When thinking about music in film, I kept dwelling on moments where the movies’ characters would sing or do something unexpectedly musical, creating a nice moment of levity or a revealing look into the character’s inner monologue.  There are several contenders for my favorite of this time of movie music—Ryan Gosling singing ‘You Always Hurt The One You Love’ and playing ukulele in Blue Valentine, an entire restaurant singing ‘Say A Little Prayer’ in My Best Friend’s Wedding, the parade scene set to ‘Twist and Shout’ in Ferris Buehler’s Day Off—but the one that comes to the perfect pinnacle of humor, emotion, and character development is the iconic ‘Tiny Dancer’ scene from Cameron Crowe’s Almost Famous. In a movie full of musical performances and carefully chosen music cues, this one emerges as a spontaneous sing-a-long on the tour bus of the fictional band at the center of the film after a turbulent night of missing lead singers and drug trips. The familiarity of the Elton John hit works perfectly to melt away the tension on the tour bus, and you can clearly see the transformation happening within each character during this song.

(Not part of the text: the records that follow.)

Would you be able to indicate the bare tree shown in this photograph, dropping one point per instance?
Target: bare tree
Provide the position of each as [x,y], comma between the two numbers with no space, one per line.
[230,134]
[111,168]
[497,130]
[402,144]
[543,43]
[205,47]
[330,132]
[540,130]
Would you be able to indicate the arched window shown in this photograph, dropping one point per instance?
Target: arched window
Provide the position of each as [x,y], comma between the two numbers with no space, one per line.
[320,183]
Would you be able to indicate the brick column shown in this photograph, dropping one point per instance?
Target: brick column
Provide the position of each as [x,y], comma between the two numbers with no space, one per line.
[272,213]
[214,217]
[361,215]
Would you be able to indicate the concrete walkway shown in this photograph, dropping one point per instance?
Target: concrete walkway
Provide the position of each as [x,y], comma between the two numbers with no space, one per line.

Maybe it’s too easy that this volatile band can forgive each other just by singing along to “Tiny Dancer,” but the moment plays so genuinely and unpretentiously, that you can believe all it takes is the reminder of their passion for music to keep the tour going.

Bridget Illing

“Just Like Honey,” by The Jesus and Mary Chain, from Lost in Translation

I rarely let the emotions I feel while watching a film get the best of me to the point where I produce tears. However, the one film that evokes such a response from me each and every viewing is Sofia Coppola’s magnificent  Lost In Translation. The scene that works me up is always the ending scene where Bill Murray leaves his town car upon glimpsing the back of Scarlett Johansson’s head and whispers his goodbyes before he returns to his mid-life crisis in America.  As Murray backs away from Johansson, the opening drums to “Just Like Honey” kick in and they never fail to rip open my heart. When Jim Reid’s vocals softly and timidly greet the screen, it is impossible to doubt that Lost in Translation is Coppola’s magnum opus and Psychocandy is the best of many great records by The Jesus and Mary Chain. Never have I seen song choice so perfectly compliment a film ending. It’s no wonder why I can’t stop from welling up.

Joshua D. Razo

“Fog Bound,” by Klaus Badelt, from Pirates of the Carribean: Curse of the Black Pearl

When I hear this song, I think about pirates. I knew about pirates before Pirates of the Carribean had ever been released, I had read books about pirates, I had pretended to be a pirate, but it wasn’t until I heard this song that I really understood the appeal of romanticized sea theft. I don’t know if I can honestly call it a great song, but the jaunty old timey tune imparts a feeling of adventure and freedom that characterizes the film, and that’s a credit to any soundtrack.

Benn Myers

“I Just Called to Say I Love You,” Stevie Wonder from The Woman in Red

You know a song is good when it makes the little wikipedia sidebar on Google search when you look up a film. That’s serious business — and not an award many songs should receive. However, in the case of Stevie Wonder’s “I Just Called to Say I Love You,” that honor is well-deserved. The song is cheesier than a Nabisco fair (and even cheesier than that joke), but it’s is the best kind of cheese there is. Behind Wonder’s smooth vocals and some great synthesizer chords, “I Just Called to Say I Love You” is a beautiful piece of 80’s schmaltz, and there’s really no way to avoid enjoying this song. Plus, it has a pretty rad, totally 80’s music video that is really just too perfect for words.